Vehicles roughly weighing 8,500 pounds and up — think large pickup trucks and vans, delivery trucks, box trucks, and long-haul delivery trucks — will now be eligible for a state financial incentive through the Massachusetts Offers Rebates for Electric Vehicles (MOR-EV) program.

The expansion is made possible by a December 2019 allocation from the Legislature, $10 million of which will go toward the medium- and heavy-duty vehicle incentives.

“There is an incredible amount of interest in this specific sector, delivery trucks, from some of the larger owners of these vehicles from Amazon to the Postal Service and what it can do to lower operating costs and provide cleaner air,” Patrick Woodcock, commissioner of the Department of Energy Resources, said. “So we want to be at the vanguard of this and help companies that want to do their part to be part of the net-zero future.”
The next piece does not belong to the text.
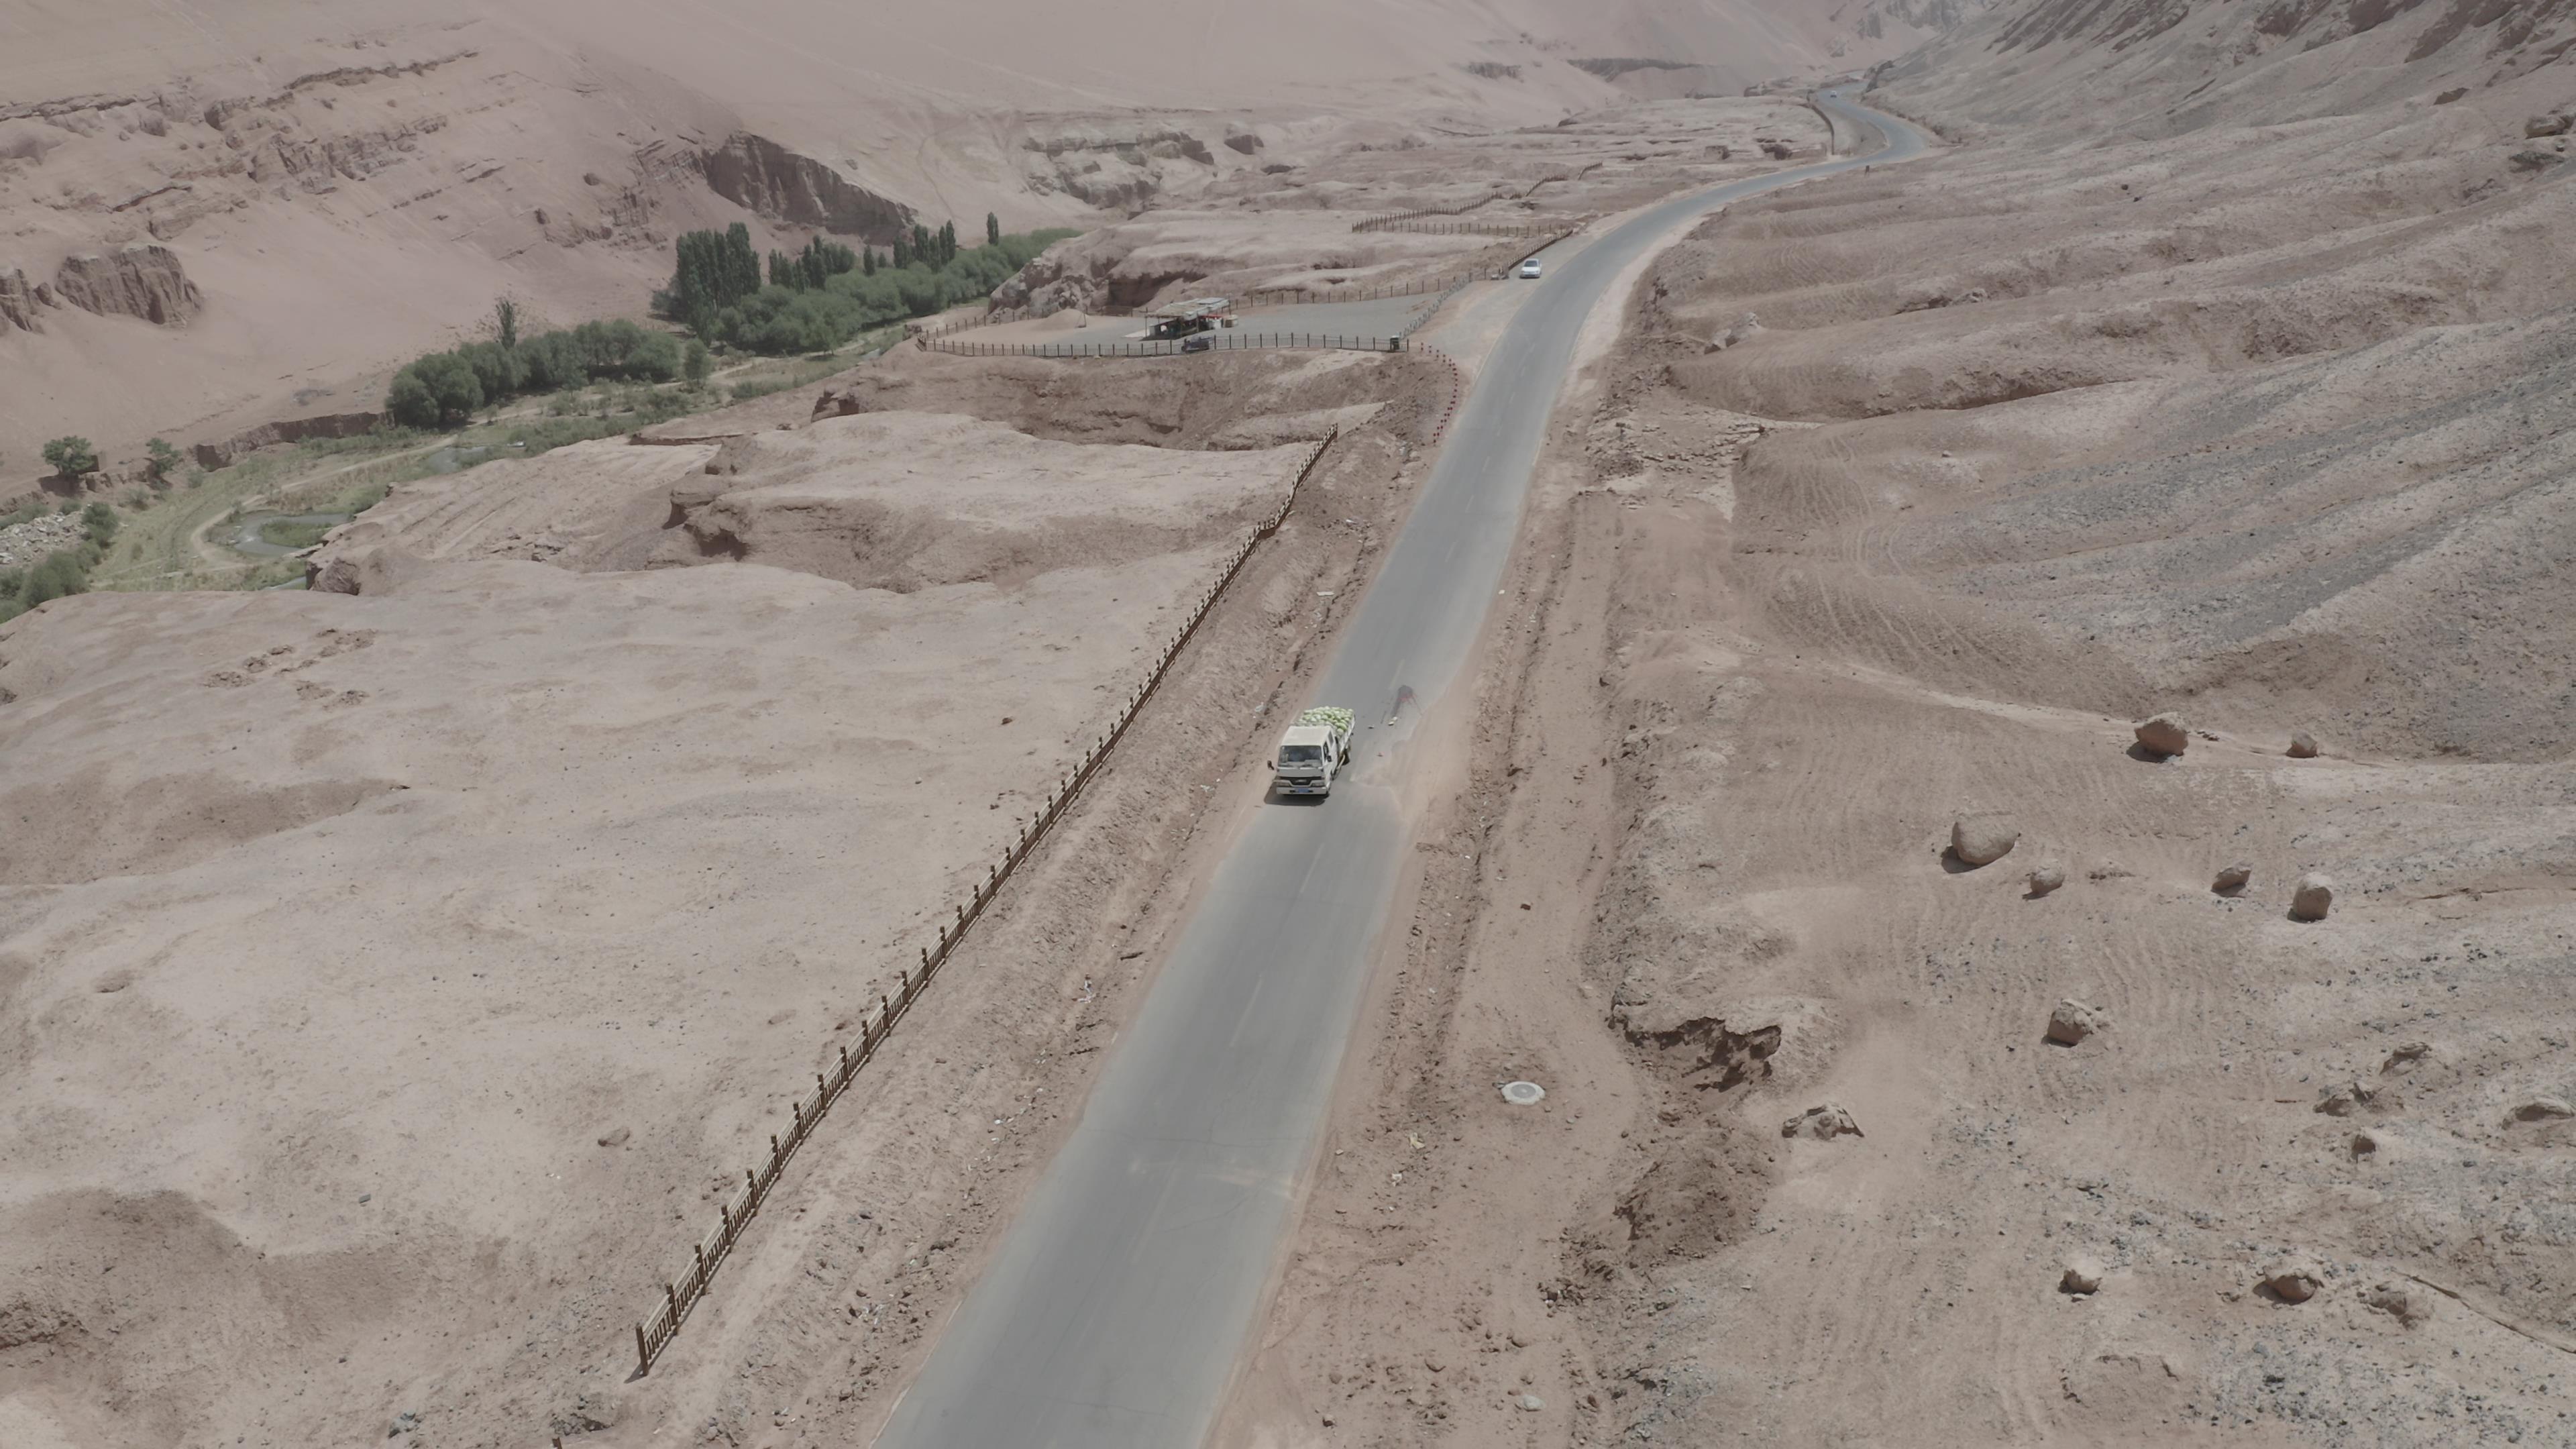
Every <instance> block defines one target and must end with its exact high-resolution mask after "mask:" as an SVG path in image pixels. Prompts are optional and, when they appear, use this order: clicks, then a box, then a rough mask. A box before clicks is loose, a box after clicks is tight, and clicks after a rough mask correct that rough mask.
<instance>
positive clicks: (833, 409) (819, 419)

Under the MOR-EV program, consumers can be eligible for a rebate of $2,500 on the purchase of an all-electric vehicle or $1,500 for a plug-in hybrid with a range of at least 25 miles on a battery charge. Last year, Gov. Charlie Baker signed a commitment with 14 other states and the District of Columbia to accelerate the market for electric trucks, and agreed to a goal for medium- and heavy-duty vehicles of at least 30 percent zero-emission vehicle sales by 2030, and 100 percent by 2050.

Zero-emission vehicles are a major part of the Baker administration’s greenhouse gas emissions reduction goals. Meeting the administration’s goal of reducing greenhouse gas emissions by 45 percent from 1990 levels by 2030 will “require that about 1 million of the 5.5 million [passenger vehicles] projected to be registered in the Commonwealth in 2030 be” zero-emission vehicles, the administration said in its 2050 decarbonization plan, which also calls for a requirement that all new cars and passenger trucks sold in Massachusetts be zero-emission vehicles starting in 2035.

Since the MOR-EV program started in 2014, Massachusetts state government has given out about $37.7 million in rebates for the purchase of 18,487 vehicles, according to the program’s website. The state estimates that the vehicles purchased through the program since 2014 have cumulatively offset more than 46,000 metric tons of greenhouse gas emissions.